Endocrine Abstracts (2008) 16 OC2.1

Analysis of early gene expression in mouse thyroid development

Caroline Hübner1, Martin Weber2, Heike Biebermann1, Bernhard Herrmann2, Annette Grüters1 & Heiko Krude1

1Institute of Experimental Pediatric Endocrinology, Charité Universitätsmedizin Berlin, Berlin, Germany; 2Max Planck Institute for Molecular Genetics, Berlin, Germany.

Background: Defective thyroid gland development occurs in 80% of congenital hypothyroidism (incidence of 1:3000–1:4000). Only <5% have been shown to be caused by molecular genetic defects in few transcription factor genes (Nkx2.1, Nkx2.5, Foxe1, Pax8, Hhex) which are known to play a role in thyroid gland development. Therefore, other genes with a critical role in early thyroid development are likely to be involved in the pathogenesis of thyroid dysgenesis.

Methods: We screened a whole-mount in situ-hybridization database for positive signals in thyroid precursor cells. This database contains the amount of about 3000 different gene probes hybridized on whole mouse embryos aged 9.5 days (E9.5). Positive probes where re- hybridized on histological slices of E 9.5 as well as E10.5, E11.5, E12.5, and E15.5. As a second method, RNA was isolated of thyroid precursor cells of 9.5 days old mouse embryos collected by lasermicrodissection. RT-PCR and sequencing was performed.

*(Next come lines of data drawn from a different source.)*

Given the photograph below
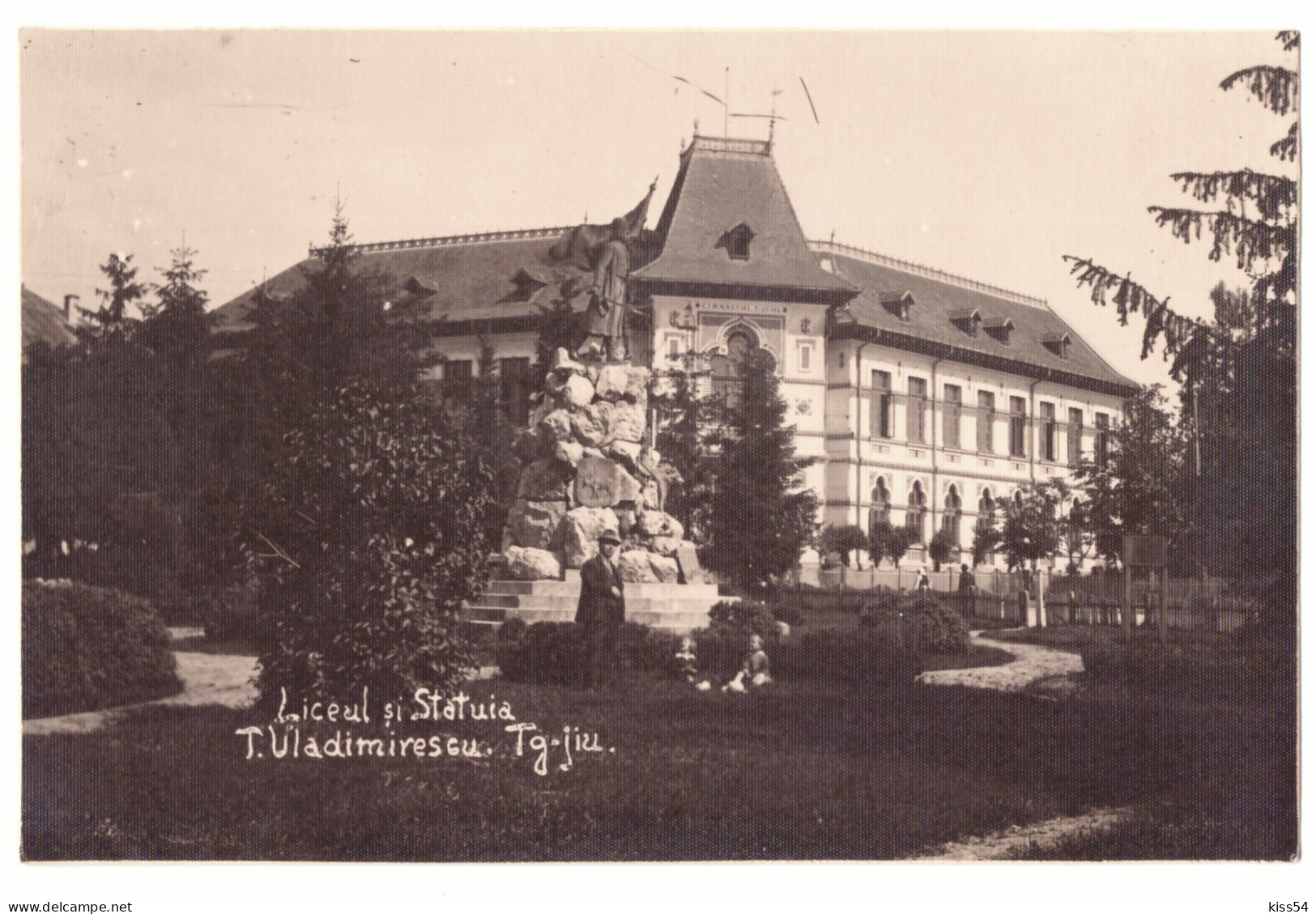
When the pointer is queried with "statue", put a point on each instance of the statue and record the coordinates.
(606, 318)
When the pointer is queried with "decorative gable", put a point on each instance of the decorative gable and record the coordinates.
(898, 303)
(968, 320)
(736, 242)
(999, 329)
(1057, 343)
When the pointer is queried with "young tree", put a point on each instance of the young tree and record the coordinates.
(370, 539)
(760, 516)
(1031, 524)
(1249, 458)
(1141, 487)
(844, 541)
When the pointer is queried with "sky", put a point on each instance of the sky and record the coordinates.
(989, 155)
(985, 154)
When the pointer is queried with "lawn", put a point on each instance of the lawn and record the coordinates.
(804, 770)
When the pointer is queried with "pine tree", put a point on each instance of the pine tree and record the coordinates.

Results: Out of 10 positive patterns, we could prove expression in thyroid precursors of 1 gene using slice hybridization. We got positive signals in thyroid precursors at stage E9.5, E12.5, E15.5. We got negative signals at stage E10.5, E11.5. This was validated by RT-PCR. A PCR product of cDNA of E9.5 thyroid precursors could be amplified and sequenced. A PCR product of surrounding tissue was also amplified, but showed a different size. There was one exon missing in the sequence of this PCR product.

Conclusion: We identified a new gene not known so far to be expressed in thyroid precursor cells. The pattern of appearance at stage E 9.5, disappearance at E10.5 and E11.5 and reappearence at E12.5 has not been described for another gene before. This may suggest a special role of the gene and its transcript in different stages of thyroid development. Furthermore the different sizes of the PCR-products (thyroid and surrounding tissue) points to the presents of thyroid precusor specific splice-variants.